Featured image is of the Atacama Cosmology Telescope (of which Colin Hill is a collaborator) in the Atacama desert in Chile. Image credit: NASA
In this installment of These Vibes, cosmologist, musician and ex-WPRB DJ Colin Hill came in to the studio to chat with us about the cosmic microwave background (aka “the CMB”), using the early universe as a laboratory to probe fundamental physics, dark matter, and his Brooklyn-based band Memorial Gore.
Colin walked us through his life as a theoretical astrophysicist that “lives close to the data,” and what that means. He explained how the Sunyaev-Zeldovich effect blurs the cosmic microwave background, and how that tells us about the matter distribution in the universe.
In part 2 of our interview we discussed what gravitational waves from the very early universe would do to the CMB: if theories are true, the gravitational waves would have imprinted a swirly polarization pattern in the radiation. Cosmologists are currently looking for this pattern (called “B-modes”), but there’s a big challenge. Dust – tiny particulates of carbon and silicon – in our galaxy can mimic this B-mode signal.
Furthermore, we discussed a bit about other experiments that complement the CMB, enriching our knowledge of our universe. An example is the Sloan Digital Sky Survey, which works to map the stuff in our universe.
Want to learn more about the cosmic microwave background? Here’s a great explainer video from MinutePhysics:
In the last part of the interview, we primarily discuss Colin’s music. Memorial Gore released their new album New Golden Dawn earlier this year (below), and did a wonderful live set at WPRB a couple months ago. The great Jon Solomon lead the recording (Brian and I ran around and helped out, mostly learning from the master) and posted it on his site. Full recording here.

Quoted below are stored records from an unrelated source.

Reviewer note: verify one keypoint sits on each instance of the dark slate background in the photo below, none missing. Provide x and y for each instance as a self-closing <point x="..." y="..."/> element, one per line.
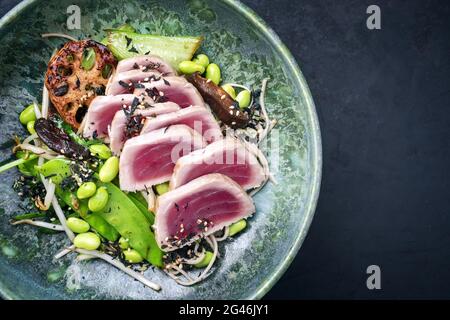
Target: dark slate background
<point x="383" y="99"/>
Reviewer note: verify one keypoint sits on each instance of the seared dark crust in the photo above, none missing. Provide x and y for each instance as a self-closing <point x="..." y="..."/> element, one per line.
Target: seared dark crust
<point x="71" y="88"/>
<point x="221" y="103"/>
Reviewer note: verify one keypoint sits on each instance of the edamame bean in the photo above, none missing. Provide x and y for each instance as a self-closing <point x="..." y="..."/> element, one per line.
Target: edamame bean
<point x="237" y="227"/>
<point x="86" y="190"/>
<point x="244" y="98"/>
<point x="162" y="188"/>
<point x="230" y="90"/>
<point x="99" y="200"/>
<point x="77" y="225"/>
<point x="202" y="59"/>
<point x="213" y="73"/>
<point x="123" y="243"/>
<point x="30" y="127"/>
<point x="189" y="67"/>
<point x="27" y="115"/>
<point x="87" y="240"/>
<point x="205" y="261"/>
<point x="132" y="256"/>
<point x="100" y="150"/>
<point x="109" y="170"/>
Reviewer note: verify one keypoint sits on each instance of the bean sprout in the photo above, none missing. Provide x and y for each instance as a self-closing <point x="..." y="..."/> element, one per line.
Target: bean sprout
<point x="119" y="265"/>
<point x="41" y="224"/>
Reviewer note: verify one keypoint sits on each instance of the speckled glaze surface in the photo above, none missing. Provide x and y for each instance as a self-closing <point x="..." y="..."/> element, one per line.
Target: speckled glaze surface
<point x="247" y="51"/>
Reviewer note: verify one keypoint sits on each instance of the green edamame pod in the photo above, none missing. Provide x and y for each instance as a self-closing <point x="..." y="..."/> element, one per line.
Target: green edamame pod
<point x="27" y="115"/>
<point x="56" y="169"/>
<point x="99" y="200"/>
<point x="109" y="170"/>
<point x="205" y="261"/>
<point x="86" y="190"/>
<point x="202" y="59"/>
<point x="100" y="150"/>
<point x="189" y="67"/>
<point x="142" y="205"/>
<point x="244" y="98"/>
<point x="123" y="243"/>
<point x="237" y="227"/>
<point x="30" y="127"/>
<point x="230" y="90"/>
<point x="88" y="59"/>
<point x="87" y="240"/>
<point x="132" y="256"/>
<point x="78" y="225"/>
<point x="213" y="73"/>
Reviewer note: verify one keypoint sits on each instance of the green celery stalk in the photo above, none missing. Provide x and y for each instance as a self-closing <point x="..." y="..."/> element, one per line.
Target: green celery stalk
<point x="125" y="44"/>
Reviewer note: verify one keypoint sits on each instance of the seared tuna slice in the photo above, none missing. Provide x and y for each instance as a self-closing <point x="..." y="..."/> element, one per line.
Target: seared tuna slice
<point x="146" y="63"/>
<point x="198" y="118"/>
<point x="174" y="89"/>
<point x="199" y="208"/>
<point x="121" y="126"/>
<point x="149" y="159"/>
<point x="228" y="156"/>
<point x="102" y="110"/>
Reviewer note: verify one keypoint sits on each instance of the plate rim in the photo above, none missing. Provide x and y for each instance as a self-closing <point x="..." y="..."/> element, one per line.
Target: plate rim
<point x="315" y="137"/>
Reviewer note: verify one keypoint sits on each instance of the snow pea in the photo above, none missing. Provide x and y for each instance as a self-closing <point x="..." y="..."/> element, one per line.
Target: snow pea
<point x="131" y="223"/>
<point x="140" y="202"/>
<point x="81" y="208"/>
<point x="102" y="227"/>
<point x="56" y="169"/>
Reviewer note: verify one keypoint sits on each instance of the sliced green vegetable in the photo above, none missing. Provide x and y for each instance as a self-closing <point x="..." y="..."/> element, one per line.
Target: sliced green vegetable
<point x="29" y="216"/>
<point x="213" y="73"/>
<point x="73" y="135"/>
<point x="56" y="169"/>
<point x="126" y="27"/>
<point x="202" y="59"/>
<point x="132" y="256"/>
<point x="87" y="240"/>
<point x="125" y="216"/>
<point x="189" y="67"/>
<point x="172" y="49"/>
<point x="30" y="127"/>
<point x="27" y="115"/>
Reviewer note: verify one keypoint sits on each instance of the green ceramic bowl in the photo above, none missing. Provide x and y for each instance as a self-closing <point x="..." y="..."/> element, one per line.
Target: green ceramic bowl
<point x="247" y="51"/>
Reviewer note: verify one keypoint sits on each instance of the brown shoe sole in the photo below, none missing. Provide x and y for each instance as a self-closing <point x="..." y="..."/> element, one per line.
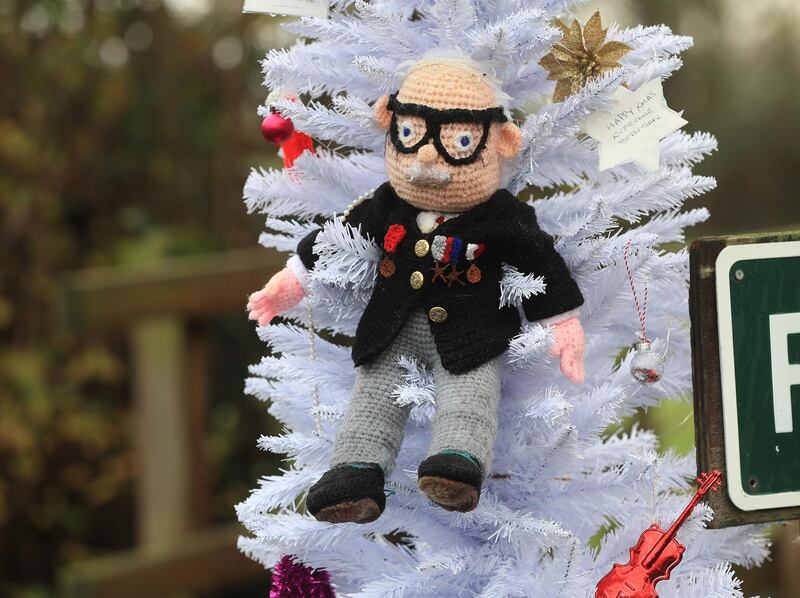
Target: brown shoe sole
<point x="449" y="494"/>
<point x="364" y="510"/>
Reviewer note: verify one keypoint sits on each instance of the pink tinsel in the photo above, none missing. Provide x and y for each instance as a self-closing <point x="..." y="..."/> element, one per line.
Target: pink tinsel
<point x="293" y="579"/>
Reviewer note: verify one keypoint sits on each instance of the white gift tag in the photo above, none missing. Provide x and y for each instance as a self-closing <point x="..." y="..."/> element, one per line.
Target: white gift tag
<point x="295" y="8"/>
<point x="634" y="126"/>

Later in the show, Brian jumped on the mic to answer a listener’s question: how much will the melting of the polar ice caps affect the Earth’s rotation? Turns out to be a minuscule effect on the rotation of the Earth. But it’s not hard to imagine it could! Just as a figure skater will rotate more slowly with their arms stretched out than with them clutched to their chest, if the Earth’s mass is distributed more evenly across it’s surface rather than concentrated at the poles, the Earth should rotate more slowly. And indeed it will! But the effect is tiny and negligible to us.
Last, Brian discussed the effect of learning on our brains, based on the book, The Art of Changing the Brain: Enriching the Process of Teaching by Exploring the Biology of Learning, by James Zull. This book piqued our interest when Katerina Visnjic described it in our 4/5/2016 show. In Zull’s book, he explains how learning “physically changes the brain,” and if we understand how this happens, we can use it to our advantage to learn better. And, further, in utilizing these learning techniques in the classroom, we can teach better too. For example, in a great piece summarizing his book and the science behind it, Zull discusses
…the art of challenging the whole brain. Although the human brain is immensely complicated, we have known for some time that it carries out four basic functions: getting information (sensory cortex,) making meaning of information (back integrative cortex,) creating new ideas from these meanings,(front integrative cortex,) and acting on those ideas (motor cortex.) From this I propose that there are four pillars of human learning: gathering, analyzing, creating, and acting.
We’re both big science, and science education, nerds over here at TVR2C, so you can imagine we’re pretty in to The Art of Changing the Brain.